Without a more strategic approach to managing its purchasing priorities, the U.S. military could lose critical capabilities and face exorbitant costs to regain them in the long term, according to a new study.
Since World War II, the U.S. has generally been able to assume its military capabilities would simply be there. But with declining budgets, sequestration and the drawdown overseas, “it’s not clear that assumption is going to hold in the future,” said Barry Watts, senior fellow at the Center for Strategic and Budgetary Assessments and author of the study.

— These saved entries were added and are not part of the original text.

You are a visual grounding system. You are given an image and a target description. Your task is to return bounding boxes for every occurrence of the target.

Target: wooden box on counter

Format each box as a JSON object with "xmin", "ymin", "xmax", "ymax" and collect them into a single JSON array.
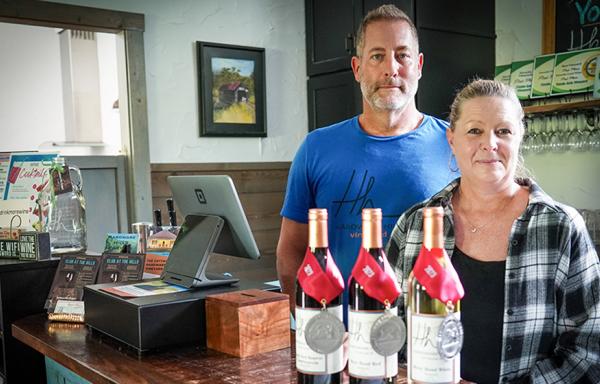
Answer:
[{"xmin": 206, "ymin": 289, "xmax": 290, "ymax": 357}]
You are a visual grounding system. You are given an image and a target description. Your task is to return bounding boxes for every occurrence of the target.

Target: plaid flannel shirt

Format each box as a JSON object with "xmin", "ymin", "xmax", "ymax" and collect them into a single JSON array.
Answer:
[{"xmin": 386, "ymin": 178, "xmax": 600, "ymax": 383}]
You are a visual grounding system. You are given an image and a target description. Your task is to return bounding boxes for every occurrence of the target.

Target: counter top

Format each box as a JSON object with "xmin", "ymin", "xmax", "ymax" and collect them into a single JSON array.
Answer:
[{"xmin": 13, "ymin": 313, "xmax": 408, "ymax": 383}]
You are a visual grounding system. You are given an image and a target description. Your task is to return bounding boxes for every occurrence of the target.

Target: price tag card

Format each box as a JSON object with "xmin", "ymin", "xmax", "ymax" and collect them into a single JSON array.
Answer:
[
  {"xmin": 552, "ymin": 47, "xmax": 600, "ymax": 95},
  {"xmin": 510, "ymin": 60, "xmax": 534, "ymax": 100},
  {"xmin": 531, "ymin": 54, "xmax": 556, "ymax": 98}
]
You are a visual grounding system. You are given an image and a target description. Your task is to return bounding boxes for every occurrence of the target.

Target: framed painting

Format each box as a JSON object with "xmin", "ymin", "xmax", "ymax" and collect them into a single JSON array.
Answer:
[{"xmin": 197, "ymin": 41, "xmax": 266, "ymax": 137}]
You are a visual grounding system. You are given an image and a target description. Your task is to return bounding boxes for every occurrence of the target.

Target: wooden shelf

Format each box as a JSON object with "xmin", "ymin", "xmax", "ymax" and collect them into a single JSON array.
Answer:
[{"xmin": 523, "ymin": 99, "xmax": 600, "ymax": 114}]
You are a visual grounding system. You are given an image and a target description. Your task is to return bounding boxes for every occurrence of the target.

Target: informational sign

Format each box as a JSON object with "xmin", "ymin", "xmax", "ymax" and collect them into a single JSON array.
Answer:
[
  {"xmin": 510, "ymin": 60, "xmax": 534, "ymax": 100},
  {"xmin": 531, "ymin": 54, "xmax": 556, "ymax": 98},
  {"xmin": 551, "ymin": 48, "xmax": 600, "ymax": 95}
]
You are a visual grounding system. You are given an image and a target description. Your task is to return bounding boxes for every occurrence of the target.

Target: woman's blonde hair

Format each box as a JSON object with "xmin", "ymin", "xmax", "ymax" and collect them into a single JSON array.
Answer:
[{"xmin": 448, "ymin": 79, "xmax": 532, "ymax": 179}]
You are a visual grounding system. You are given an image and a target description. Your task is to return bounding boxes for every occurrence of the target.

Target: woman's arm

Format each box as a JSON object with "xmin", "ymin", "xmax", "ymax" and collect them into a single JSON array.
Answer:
[{"xmin": 528, "ymin": 212, "xmax": 600, "ymax": 382}]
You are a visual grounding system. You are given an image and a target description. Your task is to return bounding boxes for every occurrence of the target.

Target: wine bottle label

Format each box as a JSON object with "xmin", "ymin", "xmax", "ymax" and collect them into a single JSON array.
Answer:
[
  {"xmin": 408, "ymin": 308, "xmax": 460, "ymax": 383},
  {"xmin": 348, "ymin": 308, "xmax": 399, "ymax": 379},
  {"xmin": 295, "ymin": 305, "xmax": 344, "ymax": 374}
]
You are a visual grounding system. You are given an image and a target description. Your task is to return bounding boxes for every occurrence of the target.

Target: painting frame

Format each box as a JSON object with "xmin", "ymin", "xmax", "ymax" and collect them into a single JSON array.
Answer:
[{"xmin": 197, "ymin": 41, "xmax": 267, "ymax": 137}]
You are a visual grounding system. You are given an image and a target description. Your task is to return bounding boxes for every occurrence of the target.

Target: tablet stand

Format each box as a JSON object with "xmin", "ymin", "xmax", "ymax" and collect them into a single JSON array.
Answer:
[{"xmin": 161, "ymin": 214, "xmax": 240, "ymax": 288}]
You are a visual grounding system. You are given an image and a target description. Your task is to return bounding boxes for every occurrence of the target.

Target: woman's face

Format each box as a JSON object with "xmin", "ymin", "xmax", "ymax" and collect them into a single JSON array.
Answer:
[{"xmin": 447, "ymin": 96, "xmax": 523, "ymax": 188}]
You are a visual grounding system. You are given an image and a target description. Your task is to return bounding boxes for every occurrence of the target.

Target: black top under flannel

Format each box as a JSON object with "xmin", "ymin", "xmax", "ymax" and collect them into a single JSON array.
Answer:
[{"xmin": 386, "ymin": 178, "xmax": 600, "ymax": 384}]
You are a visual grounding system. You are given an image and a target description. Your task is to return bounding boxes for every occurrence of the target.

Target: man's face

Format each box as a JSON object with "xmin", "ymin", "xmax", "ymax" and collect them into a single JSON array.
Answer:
[{"xmin": 352, "ymin": 20, "xmax": 423, "ymax": 112}]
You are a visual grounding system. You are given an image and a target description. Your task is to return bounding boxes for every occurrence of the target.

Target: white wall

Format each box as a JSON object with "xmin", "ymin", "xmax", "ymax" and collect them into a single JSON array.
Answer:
[
  {"xmin": 55, "ymin": 0, "xmax": 307, "ymax": 164},
  {"xmin": 496, "ymin": 0, "xmax": 600, "ymax": 210}
]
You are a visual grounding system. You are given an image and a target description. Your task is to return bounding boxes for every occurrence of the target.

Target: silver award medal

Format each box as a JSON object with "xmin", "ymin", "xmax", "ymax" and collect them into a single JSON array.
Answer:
[
  {"xmin": 437, "ymin": 313, "xmax": 464, "ymax": 359},
  {"xmin": 370, "ymin": 312, "xmax": 406, "ymax": 356},
  {"xmin": 304, "ymin": 310, "xmax": 345, "ymax": 354}
]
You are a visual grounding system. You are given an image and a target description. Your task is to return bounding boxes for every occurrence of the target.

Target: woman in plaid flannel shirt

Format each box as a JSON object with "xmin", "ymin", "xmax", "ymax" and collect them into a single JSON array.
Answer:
[{"xmin": 387, "ymin": 79, "xmax": 600, "ymax": 383}]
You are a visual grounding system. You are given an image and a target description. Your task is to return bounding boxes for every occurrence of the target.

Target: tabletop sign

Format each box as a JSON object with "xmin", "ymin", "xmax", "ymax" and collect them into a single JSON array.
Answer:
[
  {"xmin": 0, "ymin": 239, "xmax": 19, "ymax": 259},
  {"xmin": 531, "ymin": 54, "xmax": 556, "ymax": 98},
  {"xmin": 510, "ymin": 60, "xmax": 534, "ymax": 100},
  {"xmin": 555, "ymin": 0, "xmax": 600, "ymax": 52},
  {"xmin": 18, "ymin": 232, "xmax": 50, "ymax": 261},
  {"xmin": 551, "ymin": 47, "xmax": 600, "ymax": 95},
  {"xmin": 45, "ymin": 254, "xmax": 101, "ymax": 311},
  {"xmin": 97, "ymin": 253, "xmax": 145, "ymax": 284},
  {"xmin": 494, "ymin": 64, "xmax": 511, "ymax": 85}
]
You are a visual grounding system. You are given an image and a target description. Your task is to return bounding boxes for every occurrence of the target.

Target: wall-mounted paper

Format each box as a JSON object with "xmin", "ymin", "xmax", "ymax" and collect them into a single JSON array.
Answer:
[
  {"xmin": 551, "ymin": 48, "xmax": 600, "ymax": 95},
  {"xmin": 495, "ymin": 64, "xmax": 511, "ymax": 85},
  {"xmin": 531, "ymin": 54, "xmax": 556, "ymax": 98},
  {"xmin": 510, "ymin": 60, "xmax": 534, "ymax": 100}
]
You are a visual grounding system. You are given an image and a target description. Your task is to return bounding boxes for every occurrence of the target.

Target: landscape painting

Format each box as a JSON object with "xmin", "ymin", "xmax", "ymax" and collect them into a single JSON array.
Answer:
[
  {"xmin": 197, "ymin": 42, "xmax": 266, "ymax": 137},
  {"xmin": 211, "ymin": 58, "xmax": 255, "ymax": 124}
]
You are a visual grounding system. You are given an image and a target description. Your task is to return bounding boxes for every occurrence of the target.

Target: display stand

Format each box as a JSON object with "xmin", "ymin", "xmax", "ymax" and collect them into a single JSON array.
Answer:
[{"xmin": 161, "ymin": 214, "xmax": 239, "ymax": 288}]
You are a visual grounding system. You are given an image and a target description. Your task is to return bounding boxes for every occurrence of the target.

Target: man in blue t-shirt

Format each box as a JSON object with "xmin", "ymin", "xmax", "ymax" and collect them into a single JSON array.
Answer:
[{"xmin": 277, "ymin": 5, "xmax": 458, "ymax": 316}]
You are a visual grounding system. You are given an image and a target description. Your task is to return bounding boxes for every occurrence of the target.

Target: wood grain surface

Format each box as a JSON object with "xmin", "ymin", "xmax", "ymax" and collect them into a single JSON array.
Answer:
[{"xmin": 13, "ymin": 314, "xmax": 408, "ymax": 383}]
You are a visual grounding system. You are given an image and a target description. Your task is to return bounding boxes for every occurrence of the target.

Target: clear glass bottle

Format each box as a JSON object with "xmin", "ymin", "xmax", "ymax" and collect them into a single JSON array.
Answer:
[{"xmin": 44, "ymin": 157, "xmax": 87, "ymax": 254}]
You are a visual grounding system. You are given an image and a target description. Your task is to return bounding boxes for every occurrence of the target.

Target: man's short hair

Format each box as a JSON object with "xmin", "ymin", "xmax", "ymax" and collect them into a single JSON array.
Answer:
[{"xmin": 355, "ymin": 4, "xmax": 419, "ymax": 57}]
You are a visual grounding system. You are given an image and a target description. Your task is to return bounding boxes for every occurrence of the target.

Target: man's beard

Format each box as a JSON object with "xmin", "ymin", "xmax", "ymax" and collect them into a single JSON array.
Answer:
[{"xmin": 360, "ymin": 78, "xmax": 416, "ymax": 111}]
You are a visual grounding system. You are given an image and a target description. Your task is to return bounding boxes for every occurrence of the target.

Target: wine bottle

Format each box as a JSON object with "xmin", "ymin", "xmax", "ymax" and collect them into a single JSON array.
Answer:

Before it’s too late, the Defense Department should attempt to define the core competencies of both itself and the defense industrial base, and focus its budget priorities there “rather than starting with what to reduce or cut for the current budget cycle,” said Watts, who was head of DOD’s Office of Program Analysis and Evaluation from 2001 to 2002.
It’s not as if DOD hasn’t tried. But efforts in the last decade have mostly sputtered out, according to Watts. Because of rapid contractor consolidation and disagreements between the services, it’s hard to settle on a concise core competency list for both DOD and the defense industrial base. Watts was at DOD in 2001 when then-Defense Secretary Donald Rumsfeld asked for a strategic review of military capabilities.
“We got absolutely nowhere,” Watts said. “Lists like this are very controversial.”
Several years ago, Manufacturing and Industrial Base Policy within DOD tried to do a sector-by-sector, tier-by-tier breakdown of all the services. It hasn’t been finished, Watts said.
“Because the Pentagon has not been able to get down to lists like these and really saying what we thing going forward is important, it just generates a lot of uncertainty in the minds of people in the industry,” Watts said.
So Watts, over three months of arguing with colleagues, set down six core competencies each for DOD and the defense industrial base, or DIB.
For DOD:
- Global nonnuclear precision strike
- Flexible, effective nuclear forces
- Capability to protect and sustain combined-arms campaigns at the operational level of war
- Access to freedom of action in the global commons — at sea, in orbital space and in the electromagnetic spectrum, which includes cyber
- The cryptologic enterprise
- Realistic combat training
For DIB:
- Precision weapons, strike and defense missiles
- Low-signature platforms such as stealthy air vehicles, manned and unmanned
- Global intelligence, surveillance and reconnaissance, or ISR (ie. satellites, GPS)
- Integrated battle networks that marry ISR with robust command
- Electromagnetic spectrum (ie. network attacks, network defense, cryptologic skills)
- Large-scale system and network architecture integration
Of course, Watts said, all come with the caveat that knowing which of these supply chain elements require special attention would require a more detailed mapping of DIB only the Pentagon could provide.
Cyber, in particular, is “hard to talk about,” Watts said. Even with the copious leaks, “it’s too classified” to make useful recommendations.
But absent this core competency thought process, DOD might find itself without the necessary design and production capabilities to meet combat requirements in coming years. If that happens and the U.S. is in a pinch, there aren’t many other advanced military producers on par with the U.S.
“Who are we going to go to? China? Russia? We just don’t really have anywhere to go,” Watts said.